❖ The Madras High Court dismissed petitions filed against the voluntary retirement scheme (VRS) offered by Bombay Burmah Trading Corporation Limited (BBTCL) to the Manjolai tea estate workers in Tirunelveli district.
❖ It has also directed the Tamil Nadu government to extend all the relief measures which it had agreed to offer to the workers who had suffered job loss.
❖ The BBTCL had decided to wind up its operations at Manjolai, Kakkaachi, Nalumukku, Oothu, and Kuthiraivetti (collectively known as Manjolai estates) much before the end of the 99-year lease granted to it by the erstwhile Singampatti Zamindar in 1928. ❖ The Zamindar had leased out 3,388.78 hectares to the private company.
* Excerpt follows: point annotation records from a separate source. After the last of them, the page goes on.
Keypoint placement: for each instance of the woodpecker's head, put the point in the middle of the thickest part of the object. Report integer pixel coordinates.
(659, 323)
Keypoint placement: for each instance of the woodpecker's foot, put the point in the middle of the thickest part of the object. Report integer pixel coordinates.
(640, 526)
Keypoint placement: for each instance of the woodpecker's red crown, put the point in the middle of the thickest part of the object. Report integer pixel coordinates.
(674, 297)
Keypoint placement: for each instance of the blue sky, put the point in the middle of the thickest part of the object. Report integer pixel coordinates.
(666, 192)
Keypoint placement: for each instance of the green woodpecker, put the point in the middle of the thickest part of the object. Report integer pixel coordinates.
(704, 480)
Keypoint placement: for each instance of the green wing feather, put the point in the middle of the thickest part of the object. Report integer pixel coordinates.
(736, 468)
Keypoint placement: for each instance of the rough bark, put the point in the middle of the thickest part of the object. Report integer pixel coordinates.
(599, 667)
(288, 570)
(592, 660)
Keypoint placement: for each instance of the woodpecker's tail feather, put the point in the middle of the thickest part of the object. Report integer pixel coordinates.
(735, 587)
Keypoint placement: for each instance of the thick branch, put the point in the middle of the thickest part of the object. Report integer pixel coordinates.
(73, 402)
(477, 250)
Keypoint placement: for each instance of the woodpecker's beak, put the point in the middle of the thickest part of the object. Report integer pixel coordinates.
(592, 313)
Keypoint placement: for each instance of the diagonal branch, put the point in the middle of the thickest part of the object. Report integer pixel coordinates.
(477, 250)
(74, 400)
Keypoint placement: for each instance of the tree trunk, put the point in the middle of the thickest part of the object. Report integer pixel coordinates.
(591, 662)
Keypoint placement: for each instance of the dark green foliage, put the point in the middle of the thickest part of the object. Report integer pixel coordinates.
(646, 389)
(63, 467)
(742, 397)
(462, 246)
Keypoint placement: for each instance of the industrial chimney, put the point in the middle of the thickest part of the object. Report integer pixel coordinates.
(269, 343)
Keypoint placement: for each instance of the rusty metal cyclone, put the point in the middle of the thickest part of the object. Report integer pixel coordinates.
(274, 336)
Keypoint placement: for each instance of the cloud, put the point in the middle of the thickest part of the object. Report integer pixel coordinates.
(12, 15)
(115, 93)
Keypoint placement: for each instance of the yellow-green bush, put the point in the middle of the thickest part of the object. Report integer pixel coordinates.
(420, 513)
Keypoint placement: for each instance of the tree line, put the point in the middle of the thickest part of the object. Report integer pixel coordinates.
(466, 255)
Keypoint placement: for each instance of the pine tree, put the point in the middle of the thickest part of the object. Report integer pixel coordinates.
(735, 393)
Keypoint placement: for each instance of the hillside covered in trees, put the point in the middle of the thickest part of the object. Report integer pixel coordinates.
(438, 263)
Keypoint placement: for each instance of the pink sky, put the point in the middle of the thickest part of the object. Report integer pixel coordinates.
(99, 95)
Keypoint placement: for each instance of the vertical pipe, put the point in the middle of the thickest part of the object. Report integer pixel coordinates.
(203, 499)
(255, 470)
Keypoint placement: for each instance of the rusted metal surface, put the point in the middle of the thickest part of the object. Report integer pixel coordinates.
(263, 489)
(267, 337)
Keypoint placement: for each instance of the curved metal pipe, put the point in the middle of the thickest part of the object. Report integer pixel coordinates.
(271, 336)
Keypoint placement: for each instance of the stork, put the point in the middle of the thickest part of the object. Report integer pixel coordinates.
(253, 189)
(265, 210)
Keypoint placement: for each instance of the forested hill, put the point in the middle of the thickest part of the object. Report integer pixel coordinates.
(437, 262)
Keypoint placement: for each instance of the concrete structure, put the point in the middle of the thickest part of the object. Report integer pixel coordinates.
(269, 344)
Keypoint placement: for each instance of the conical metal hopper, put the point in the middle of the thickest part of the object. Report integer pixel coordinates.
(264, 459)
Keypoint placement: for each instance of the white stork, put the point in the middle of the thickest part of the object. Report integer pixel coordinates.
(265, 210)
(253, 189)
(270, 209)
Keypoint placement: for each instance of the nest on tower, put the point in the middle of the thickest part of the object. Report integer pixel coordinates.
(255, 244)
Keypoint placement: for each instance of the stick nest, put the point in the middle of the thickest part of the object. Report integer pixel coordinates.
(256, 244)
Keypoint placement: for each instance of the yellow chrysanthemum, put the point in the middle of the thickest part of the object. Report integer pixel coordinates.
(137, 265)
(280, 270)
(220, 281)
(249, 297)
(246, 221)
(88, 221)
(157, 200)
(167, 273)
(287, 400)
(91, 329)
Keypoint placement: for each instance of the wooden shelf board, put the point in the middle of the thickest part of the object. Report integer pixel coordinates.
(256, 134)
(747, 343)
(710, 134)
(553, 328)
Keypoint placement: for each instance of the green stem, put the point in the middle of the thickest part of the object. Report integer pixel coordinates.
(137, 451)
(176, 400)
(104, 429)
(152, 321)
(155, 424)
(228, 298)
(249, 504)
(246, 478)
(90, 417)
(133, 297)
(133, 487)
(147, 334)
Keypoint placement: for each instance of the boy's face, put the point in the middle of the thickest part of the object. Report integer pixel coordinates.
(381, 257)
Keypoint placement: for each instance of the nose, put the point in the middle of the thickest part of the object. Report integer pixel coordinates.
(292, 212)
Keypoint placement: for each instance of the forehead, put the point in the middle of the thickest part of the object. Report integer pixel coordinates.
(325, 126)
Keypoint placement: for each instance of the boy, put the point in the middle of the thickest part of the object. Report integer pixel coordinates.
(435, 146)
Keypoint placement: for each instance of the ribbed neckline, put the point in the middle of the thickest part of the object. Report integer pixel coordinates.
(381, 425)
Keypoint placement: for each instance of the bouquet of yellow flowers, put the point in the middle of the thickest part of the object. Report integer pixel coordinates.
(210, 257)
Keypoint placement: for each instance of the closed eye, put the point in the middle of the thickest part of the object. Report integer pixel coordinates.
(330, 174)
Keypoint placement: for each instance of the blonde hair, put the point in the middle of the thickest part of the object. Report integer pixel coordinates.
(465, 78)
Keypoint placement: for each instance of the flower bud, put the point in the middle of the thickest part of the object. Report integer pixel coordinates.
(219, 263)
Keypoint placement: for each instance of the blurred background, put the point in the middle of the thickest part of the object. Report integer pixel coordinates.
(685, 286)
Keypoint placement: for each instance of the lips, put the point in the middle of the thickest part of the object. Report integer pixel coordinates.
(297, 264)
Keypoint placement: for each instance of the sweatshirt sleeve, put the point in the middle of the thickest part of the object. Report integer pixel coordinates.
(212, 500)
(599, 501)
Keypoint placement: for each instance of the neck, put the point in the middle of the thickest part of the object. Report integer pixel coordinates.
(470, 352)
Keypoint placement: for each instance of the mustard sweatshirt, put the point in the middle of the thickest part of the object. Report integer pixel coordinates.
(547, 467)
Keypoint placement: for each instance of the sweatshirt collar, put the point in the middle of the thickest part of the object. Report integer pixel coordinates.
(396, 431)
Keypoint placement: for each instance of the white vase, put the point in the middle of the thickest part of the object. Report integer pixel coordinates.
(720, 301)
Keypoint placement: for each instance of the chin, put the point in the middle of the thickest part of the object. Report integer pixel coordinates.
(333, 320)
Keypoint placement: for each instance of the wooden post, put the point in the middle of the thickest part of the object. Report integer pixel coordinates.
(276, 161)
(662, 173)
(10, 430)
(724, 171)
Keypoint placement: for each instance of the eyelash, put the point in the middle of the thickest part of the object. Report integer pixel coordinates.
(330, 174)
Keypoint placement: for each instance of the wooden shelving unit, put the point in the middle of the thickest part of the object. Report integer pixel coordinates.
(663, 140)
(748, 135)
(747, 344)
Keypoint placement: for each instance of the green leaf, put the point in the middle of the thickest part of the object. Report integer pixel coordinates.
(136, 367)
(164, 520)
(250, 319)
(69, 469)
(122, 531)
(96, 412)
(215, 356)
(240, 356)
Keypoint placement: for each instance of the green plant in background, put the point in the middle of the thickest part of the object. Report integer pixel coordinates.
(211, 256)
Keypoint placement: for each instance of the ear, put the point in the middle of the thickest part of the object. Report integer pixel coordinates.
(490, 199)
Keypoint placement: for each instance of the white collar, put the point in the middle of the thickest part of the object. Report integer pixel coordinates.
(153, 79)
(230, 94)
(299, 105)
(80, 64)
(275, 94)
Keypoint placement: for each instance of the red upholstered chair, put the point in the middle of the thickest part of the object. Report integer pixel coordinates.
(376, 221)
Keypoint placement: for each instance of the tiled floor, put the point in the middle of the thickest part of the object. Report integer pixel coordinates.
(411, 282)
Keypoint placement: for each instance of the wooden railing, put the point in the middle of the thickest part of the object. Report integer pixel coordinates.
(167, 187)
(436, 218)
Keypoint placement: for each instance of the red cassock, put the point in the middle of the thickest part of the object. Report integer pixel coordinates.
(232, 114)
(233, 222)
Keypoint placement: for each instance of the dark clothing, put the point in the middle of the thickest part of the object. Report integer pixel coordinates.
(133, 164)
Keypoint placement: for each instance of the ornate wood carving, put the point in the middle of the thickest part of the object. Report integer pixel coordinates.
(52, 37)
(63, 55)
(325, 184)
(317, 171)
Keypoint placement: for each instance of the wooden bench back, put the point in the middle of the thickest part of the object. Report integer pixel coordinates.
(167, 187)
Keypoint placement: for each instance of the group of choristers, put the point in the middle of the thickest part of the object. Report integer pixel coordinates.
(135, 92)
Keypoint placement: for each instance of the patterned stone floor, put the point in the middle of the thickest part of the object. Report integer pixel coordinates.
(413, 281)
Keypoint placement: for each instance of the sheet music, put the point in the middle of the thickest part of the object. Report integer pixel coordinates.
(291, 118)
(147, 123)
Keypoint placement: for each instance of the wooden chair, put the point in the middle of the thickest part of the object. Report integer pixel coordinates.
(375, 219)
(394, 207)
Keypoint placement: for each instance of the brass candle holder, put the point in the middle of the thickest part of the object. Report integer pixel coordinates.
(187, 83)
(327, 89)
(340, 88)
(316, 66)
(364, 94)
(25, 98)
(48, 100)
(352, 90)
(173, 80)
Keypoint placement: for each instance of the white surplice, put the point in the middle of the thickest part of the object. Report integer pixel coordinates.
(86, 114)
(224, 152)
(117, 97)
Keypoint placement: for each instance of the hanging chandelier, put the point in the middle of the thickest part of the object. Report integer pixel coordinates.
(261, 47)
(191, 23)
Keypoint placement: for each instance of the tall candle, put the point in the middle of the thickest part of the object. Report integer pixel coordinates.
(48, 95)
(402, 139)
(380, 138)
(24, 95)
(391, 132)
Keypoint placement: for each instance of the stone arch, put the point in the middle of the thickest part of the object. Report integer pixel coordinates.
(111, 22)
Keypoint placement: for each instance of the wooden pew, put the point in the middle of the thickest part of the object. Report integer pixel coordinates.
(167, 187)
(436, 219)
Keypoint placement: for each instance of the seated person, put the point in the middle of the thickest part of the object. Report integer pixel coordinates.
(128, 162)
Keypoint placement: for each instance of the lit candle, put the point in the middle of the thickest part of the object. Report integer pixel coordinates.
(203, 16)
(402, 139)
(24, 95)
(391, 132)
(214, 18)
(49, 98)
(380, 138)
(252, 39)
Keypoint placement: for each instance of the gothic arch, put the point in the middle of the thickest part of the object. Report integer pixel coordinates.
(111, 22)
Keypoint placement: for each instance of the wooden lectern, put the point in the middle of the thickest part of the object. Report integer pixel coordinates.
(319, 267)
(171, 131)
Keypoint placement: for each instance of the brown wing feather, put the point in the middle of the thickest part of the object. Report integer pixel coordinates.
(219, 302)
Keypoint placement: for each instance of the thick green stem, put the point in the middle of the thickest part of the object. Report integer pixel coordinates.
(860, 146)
❖ But the government had notified the entire Singampatti estate as a forest on March 22, 1937 under Sections 26 and 32 of the then Madras Forest Act of 1882. ❖ Subsequently, on August 2, 1962, areas forming part of the estate were notified as a part of the Mundanthurai tiger sanctuary under the then Wild Birds and Animals (Protection) Act, 1912.
❖ It turned out to be the first notified tiger sanctuary in the country.
❖ On December 28, 2007, the government declared the areas which formed part of the estate as a core critical tiger habitat by invoking the Wild Life (Protection) Act of 1972.